Becoming a Wal-Mart vendor is a matter of choice. If a company can not become efficient enough to compete head-to-head with the most efficient vendors in the market, it shouldn’t agree to supply Wal-Mart. Period. “Wal-Mart or nothing”, however, is a false proposition. If you don’t like their low-price strategy, pick another one.
In the same vein, becoming a Wal-Mart employee is a choice. There are a lot of other companies that pay ~$8.50/hr if that’s the economic value of your skills. Stocking shelves is not a skill that is difficult to acquire, nor is there a shortage of people in the world willing to do it. Don't expect Wal-Mart to pay more for anything than it's worth, including labor.
Continuing to purchase products at Wal-Mart is also choice. If you don’t like the company, for whatever reason, don’t shop there. You vote with your dollars.
Wal-Mart has gained its economic power due to massive productivity and efficiency gains developed by employees who chose to work there, selling products produced by vendors who chose to supply them, sold to consumers who chose to buy them. It’s a choice-driven model.
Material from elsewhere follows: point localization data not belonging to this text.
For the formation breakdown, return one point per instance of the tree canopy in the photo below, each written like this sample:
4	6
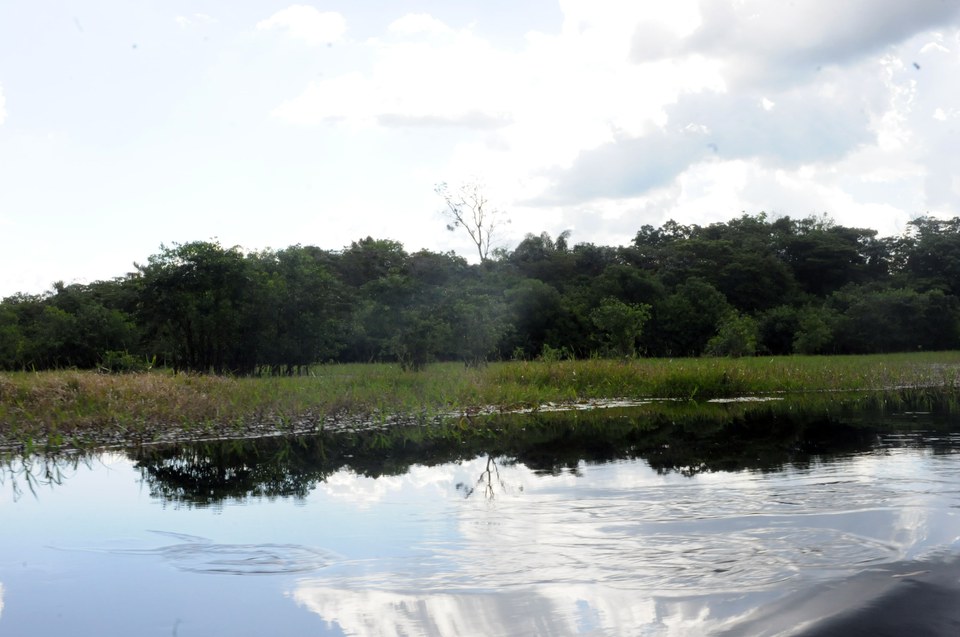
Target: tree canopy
751	285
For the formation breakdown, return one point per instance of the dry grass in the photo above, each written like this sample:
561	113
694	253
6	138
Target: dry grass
55	409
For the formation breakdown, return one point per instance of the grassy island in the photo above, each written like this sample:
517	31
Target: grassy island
57	409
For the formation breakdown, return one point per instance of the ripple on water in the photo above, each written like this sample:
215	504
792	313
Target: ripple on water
201	555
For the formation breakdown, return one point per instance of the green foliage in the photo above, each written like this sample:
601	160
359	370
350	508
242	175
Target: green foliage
115	362
688	319
620	325
815	332
749	285
736	337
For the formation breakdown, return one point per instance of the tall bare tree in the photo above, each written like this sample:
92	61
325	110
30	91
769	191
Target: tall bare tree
469	208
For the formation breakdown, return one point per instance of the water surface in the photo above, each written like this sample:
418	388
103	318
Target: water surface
122	543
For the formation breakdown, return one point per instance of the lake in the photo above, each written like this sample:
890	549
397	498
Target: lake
556	527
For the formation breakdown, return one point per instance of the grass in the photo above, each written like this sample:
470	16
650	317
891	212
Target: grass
71	408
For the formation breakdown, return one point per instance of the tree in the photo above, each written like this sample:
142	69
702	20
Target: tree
620	324
736	336
469	208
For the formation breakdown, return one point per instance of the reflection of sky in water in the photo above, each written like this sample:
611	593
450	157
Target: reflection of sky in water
620	548
614	549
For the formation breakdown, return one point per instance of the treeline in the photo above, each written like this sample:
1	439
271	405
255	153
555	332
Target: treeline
749	286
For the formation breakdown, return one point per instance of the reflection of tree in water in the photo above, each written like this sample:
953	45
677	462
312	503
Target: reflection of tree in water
33	472
679	437
486	480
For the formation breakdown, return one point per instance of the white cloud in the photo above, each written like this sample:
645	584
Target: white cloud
417	24
188	22
768	43
307	24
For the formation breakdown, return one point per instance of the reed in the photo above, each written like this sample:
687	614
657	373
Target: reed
70	408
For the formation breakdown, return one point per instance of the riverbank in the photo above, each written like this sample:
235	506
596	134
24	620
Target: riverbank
51	410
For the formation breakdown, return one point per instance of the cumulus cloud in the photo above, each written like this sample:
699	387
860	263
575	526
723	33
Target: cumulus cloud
307	24
763	42
192	21
694	110
424	74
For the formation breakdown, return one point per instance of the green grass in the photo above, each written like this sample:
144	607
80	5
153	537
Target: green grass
65	408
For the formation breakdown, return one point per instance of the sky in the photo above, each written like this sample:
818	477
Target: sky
127	124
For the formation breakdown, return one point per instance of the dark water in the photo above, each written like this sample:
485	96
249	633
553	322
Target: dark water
782	531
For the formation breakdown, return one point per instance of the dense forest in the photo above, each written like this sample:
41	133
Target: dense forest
753	285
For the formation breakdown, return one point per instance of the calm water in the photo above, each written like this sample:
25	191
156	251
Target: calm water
483	546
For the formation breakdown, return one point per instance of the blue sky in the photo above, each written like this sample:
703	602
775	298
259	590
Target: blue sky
127	124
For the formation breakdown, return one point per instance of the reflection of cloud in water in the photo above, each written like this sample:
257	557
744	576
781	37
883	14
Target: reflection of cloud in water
623	549
554	611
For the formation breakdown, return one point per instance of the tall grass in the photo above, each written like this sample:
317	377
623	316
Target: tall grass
68	406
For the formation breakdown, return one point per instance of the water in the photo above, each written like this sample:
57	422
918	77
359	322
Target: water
126	544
I understand the unease of dealing with such a large economic force. The complexity of the issue is immense, and it's easy to see aspects of the company that don't point to utopia. But it is unjust to imply that a company is a threat to the community simply because it does not coincide with your ideals of human and societal development, whatever they may be. It appears that Wal-Mart's economic clout is a matter of justice, the justice of the aggregation of free and voluntary choices of consumer, vendor, and employee that we commonly call the free market.
Prove Wal-Mart used force or fraud against any individual (consumer, vendor, or employee), and you have a limited case. (Which can be settled in a court of law.) Otherwise, you have no defensible reason to call foul.